Functionalized diene polymers having silanol functional groups at the ends, or polysiloxane blocks having silane ends, or functionalized diene polymers modified along the chain by silanol functional groups, are carbon blacks having silica fixed to the surface as a reinforcing filler. It has a special ability to be used to form a rubber composition comprising.

The proportion of carbon black having silica fixed to the surface is at least 30 parts by weight of the polymer weight.

The carbon black having silica adhered to the surface can be used in blends with carbon black or white fillers, in particular other reinforcing fillers such as silica. The relative percentages of these fillers can be adjusted based on the trade-offs of the properties desired by those skilled in the art.

The amount of silica present on the carbon black surface is 0.1 to 50% by weight, preferably 0.3 to 30% by weight.

The carbon black described above in which silica is fixed on the surface can be obtained by different manufacturing methods. As an example thereof, the manufacturing method described in European Patent Application No. 0,711,805, Japanese Patent Application No. 63-63755, or the manufacturing method and patent application of ECOBLACK CRX2000 commercially available from CABOT Co. Mention may be made of the preparation methods described in WO96 / 37547.

Examples of suitable silicas for use in the present invention are all precipitated silicas or fumed silicas known to those skilled in the art, in particular highly dispersible silicas. The term “highly dispersible silica” is understood to be silica that can be highly deagglomerated and dispersed in a polymer mold, which can be observed by electron or optical microscopy on thin layers. In addition, the dispersibility of silica is tested in the ability to deagglomerate by ultrasound, followed by a paper published in European Patent Application No. 0,520,860 or in a periodical, the contents of which are incorporated herein by reference [Rubber World, June 1994, pages] 20-24, titled "Dispersibility Measurements fo Pres. Silicsa." To measure the medium diameter (D ₅₀ ) and the coagulation factor (F _D ) of the particles after deagglomeration. The particle size of the silica at is evaluated by measuring by diffraction.

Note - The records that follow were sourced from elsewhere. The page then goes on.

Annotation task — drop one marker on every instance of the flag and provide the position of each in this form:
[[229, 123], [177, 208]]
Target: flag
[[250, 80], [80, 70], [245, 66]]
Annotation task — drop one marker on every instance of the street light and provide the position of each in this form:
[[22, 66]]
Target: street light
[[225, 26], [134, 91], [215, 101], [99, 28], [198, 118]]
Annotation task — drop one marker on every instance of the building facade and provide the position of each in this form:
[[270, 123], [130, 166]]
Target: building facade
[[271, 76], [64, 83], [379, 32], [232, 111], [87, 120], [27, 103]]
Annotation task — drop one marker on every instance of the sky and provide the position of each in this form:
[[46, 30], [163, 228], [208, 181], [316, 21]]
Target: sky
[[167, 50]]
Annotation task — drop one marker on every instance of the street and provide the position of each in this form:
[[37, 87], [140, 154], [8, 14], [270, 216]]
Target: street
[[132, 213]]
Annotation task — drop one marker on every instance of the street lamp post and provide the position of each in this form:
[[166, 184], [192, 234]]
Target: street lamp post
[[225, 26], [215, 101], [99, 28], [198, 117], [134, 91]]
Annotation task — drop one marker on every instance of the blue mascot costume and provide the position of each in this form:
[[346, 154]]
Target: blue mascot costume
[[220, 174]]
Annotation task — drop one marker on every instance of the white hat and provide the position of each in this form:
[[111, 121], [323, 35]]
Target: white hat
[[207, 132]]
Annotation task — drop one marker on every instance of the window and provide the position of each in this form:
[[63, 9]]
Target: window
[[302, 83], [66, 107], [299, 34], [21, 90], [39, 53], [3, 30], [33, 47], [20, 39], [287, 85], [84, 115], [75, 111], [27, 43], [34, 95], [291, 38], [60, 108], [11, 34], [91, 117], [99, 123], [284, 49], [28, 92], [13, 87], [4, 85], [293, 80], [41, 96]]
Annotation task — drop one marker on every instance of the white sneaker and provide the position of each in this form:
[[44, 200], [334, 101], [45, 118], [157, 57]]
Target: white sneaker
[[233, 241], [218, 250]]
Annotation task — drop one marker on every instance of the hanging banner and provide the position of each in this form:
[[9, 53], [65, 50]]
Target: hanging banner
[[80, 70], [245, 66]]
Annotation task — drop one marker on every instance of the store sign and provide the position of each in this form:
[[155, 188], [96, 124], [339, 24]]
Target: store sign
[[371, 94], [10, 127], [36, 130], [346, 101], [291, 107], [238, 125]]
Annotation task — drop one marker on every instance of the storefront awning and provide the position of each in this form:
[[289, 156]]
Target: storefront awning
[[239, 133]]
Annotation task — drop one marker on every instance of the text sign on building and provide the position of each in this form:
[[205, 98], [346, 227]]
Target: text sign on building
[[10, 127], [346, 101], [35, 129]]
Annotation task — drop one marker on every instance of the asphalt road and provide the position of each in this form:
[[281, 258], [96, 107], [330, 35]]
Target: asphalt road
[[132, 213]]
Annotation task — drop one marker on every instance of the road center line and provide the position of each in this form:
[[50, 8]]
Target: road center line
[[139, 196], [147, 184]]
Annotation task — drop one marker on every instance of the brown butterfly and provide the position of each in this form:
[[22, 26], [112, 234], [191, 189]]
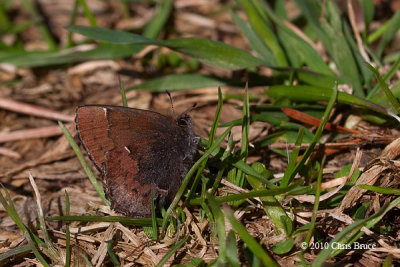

Non-limiting examples of such silicas include Perkasil KS 430 from Akzo Company, Silicas Zeosil 1165MP and 85MP from Rhone-Poulenc, PPG. Mention may be made of silica HI-Sil 2000 from PPG CO., Silica Zeopol 8741 or 8745 from Huber Co.

Suitable for use as carbon black are commercially available carbon blacks or tires, especially all carbon blacks commonly used in tire treads. Non-limiting examples of the carbon black described above may include carbon black N 234, N 339, N 326, N 375 and the like.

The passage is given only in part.